521But no: the lesson learnt in later days
522Is not to feed a hunger born of praise.
523I will not mark your steps with salt and ash,
524Nor launch a curse that boomerangs to lash.
525I set my pen to name what love has cost,
526And then I fold the ledger for the lost.
527You loved my scent, the massed and minor art,
528The ritual that armours up the heart;
529You say you'll train her—till she walks as I,
530Till even silence sounds the same reply.
531Teach her, then—how to leave a room with poise,
532How not to wear an ankle like a noise;
533Show her that satin bruises before dawn,
534That pearl needs breath, and leather must be worn.
535But tell her, too, the thing you would not hear:
536That discipline is gentleness made clear.
537I have a list of places meant for us—
538The corner table, booth with private fuss;
539The autumn bench where Prufrock finds his fear,
540The bodega where the neon hums like prayer;
541The sushi plate where you would order mine,
542The quiet street that smelt of clove and pine.

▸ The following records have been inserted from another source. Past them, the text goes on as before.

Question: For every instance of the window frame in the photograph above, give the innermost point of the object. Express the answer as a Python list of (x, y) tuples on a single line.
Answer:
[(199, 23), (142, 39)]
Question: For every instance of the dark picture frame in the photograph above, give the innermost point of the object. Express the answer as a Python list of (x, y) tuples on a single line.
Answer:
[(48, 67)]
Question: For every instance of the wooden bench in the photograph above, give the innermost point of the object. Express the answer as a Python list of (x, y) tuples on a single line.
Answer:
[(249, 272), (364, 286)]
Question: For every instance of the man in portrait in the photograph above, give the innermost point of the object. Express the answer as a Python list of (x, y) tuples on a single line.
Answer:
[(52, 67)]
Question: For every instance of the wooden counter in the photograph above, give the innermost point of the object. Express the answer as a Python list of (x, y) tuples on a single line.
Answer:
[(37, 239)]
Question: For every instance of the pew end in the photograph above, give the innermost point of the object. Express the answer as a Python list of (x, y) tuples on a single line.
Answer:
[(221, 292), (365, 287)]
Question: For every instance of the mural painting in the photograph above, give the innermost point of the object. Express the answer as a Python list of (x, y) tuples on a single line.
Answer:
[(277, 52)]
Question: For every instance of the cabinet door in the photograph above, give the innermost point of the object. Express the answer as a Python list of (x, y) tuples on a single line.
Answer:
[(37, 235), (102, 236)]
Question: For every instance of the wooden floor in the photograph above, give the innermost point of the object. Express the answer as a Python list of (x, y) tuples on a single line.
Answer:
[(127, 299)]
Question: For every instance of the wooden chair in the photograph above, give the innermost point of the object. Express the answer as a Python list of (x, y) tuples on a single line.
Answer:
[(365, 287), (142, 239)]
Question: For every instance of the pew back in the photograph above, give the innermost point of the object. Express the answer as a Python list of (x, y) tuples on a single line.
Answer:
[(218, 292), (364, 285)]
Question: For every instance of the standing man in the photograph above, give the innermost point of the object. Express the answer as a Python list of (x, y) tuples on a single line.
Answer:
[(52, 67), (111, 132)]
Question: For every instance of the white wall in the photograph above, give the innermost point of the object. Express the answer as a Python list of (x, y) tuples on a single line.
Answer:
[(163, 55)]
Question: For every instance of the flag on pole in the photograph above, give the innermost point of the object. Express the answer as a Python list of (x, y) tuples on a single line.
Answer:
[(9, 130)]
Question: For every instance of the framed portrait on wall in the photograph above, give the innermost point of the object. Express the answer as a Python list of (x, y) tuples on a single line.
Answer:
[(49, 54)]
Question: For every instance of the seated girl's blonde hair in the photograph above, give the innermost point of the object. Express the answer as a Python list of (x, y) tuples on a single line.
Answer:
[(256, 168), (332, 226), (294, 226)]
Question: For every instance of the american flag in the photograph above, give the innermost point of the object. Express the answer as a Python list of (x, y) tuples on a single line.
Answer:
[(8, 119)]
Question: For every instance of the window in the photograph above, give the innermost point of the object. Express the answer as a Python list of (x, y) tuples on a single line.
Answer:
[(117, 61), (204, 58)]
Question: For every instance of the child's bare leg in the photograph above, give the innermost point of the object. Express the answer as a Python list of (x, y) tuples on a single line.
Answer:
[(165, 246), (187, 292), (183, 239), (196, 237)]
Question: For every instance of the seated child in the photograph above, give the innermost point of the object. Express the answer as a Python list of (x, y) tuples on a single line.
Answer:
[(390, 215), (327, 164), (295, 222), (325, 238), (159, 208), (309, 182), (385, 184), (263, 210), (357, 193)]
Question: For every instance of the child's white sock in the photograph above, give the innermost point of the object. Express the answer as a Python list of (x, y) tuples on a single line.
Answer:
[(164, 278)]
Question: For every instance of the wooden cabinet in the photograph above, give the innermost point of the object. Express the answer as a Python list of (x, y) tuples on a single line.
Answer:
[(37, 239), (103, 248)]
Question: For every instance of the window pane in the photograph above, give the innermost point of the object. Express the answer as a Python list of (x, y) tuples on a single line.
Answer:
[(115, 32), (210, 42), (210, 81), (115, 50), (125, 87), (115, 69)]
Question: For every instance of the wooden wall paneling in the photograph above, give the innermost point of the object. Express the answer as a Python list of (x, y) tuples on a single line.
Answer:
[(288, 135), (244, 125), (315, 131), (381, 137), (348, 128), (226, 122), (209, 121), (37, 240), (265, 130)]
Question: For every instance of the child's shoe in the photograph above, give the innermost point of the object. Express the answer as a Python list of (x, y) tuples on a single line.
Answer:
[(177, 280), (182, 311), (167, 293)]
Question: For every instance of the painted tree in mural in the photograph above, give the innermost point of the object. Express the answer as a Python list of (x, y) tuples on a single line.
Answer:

543These are not trophies I can stand to see
544Paraded in another's mimicry.
545They are not jealous claims to guard or own—
546They are the roads I learn to walk alone.
547If I am cruel, it's in a sharpening way:
548I draw a line so love can learn to stay.
549You asked for vows; I offer not a ring,
550But mercy, which is fiercer than a thing.
551I bless the woman taught to wear my shoe,
552I bless the child that may look back at you;
553I bless the evenings you will not recall,
554The talks that dull the blade and spare the fall.
555And then I bless myself—to end the fight,
556To choose a decent ordinary light.
557Yet hear me: should you wish to lay aside
558The little wars that make a larger pride;
559Should you prefer a craft to best a mood,
560And build a life by labour into good;
561Should you recall that bread and book and rest
562Once seem'd a psalm that rose within your chest—
563Know there was once a house that bore our sign,
564Whose lintel I anointed, yours and mine.
565Its door stands open inward to the past;
566I will not dwell there, but I've shut it last.
567You taught me, too, that pity must be steel,
568That grandeur bends so tenderness can heal.
569So take this letter—both a thought and thread—
570A bandage laid across what once we bled.
571I will not ask if she can run in heels,
572Or raise an eyebrow at her ways and meals;
573I won't compare the timbre of her voice,
574Or weigh her manners like a counterpoise.
575I only ask you guard one vow we knew:
576Do not make theatre of the good and true.
577I end as I began—in second person, "you,"
578Because we only ever loved by two.
579But I will learn a grammar less possess'd,
580Where verbs are gentle, and the nouns can rest.
581May all the wardrobes open without pain;
582May shoes be worn for walking, not for reign;
583May restaurants remember what we meant,
584But not become a court of punishment.
585And may the life you meant for me to wear
586Become, in time, a life I will not bear.
587If I must see her in my tailored day,
588I'll let the sight be schooling, not dismay.
589For cloth can be remade, and meaning move;
590For taste can grow, and mercy prove its love.
591What's left for me is neither curse nor plea—
592It's choosing what I'll keep of you in me.
593Not Napa's theatre, not the cruel parade,
594But quiet skill and courage unafraid.
595I fold those up, like linens, washed and new,
596And put them in a drawer that locks from you.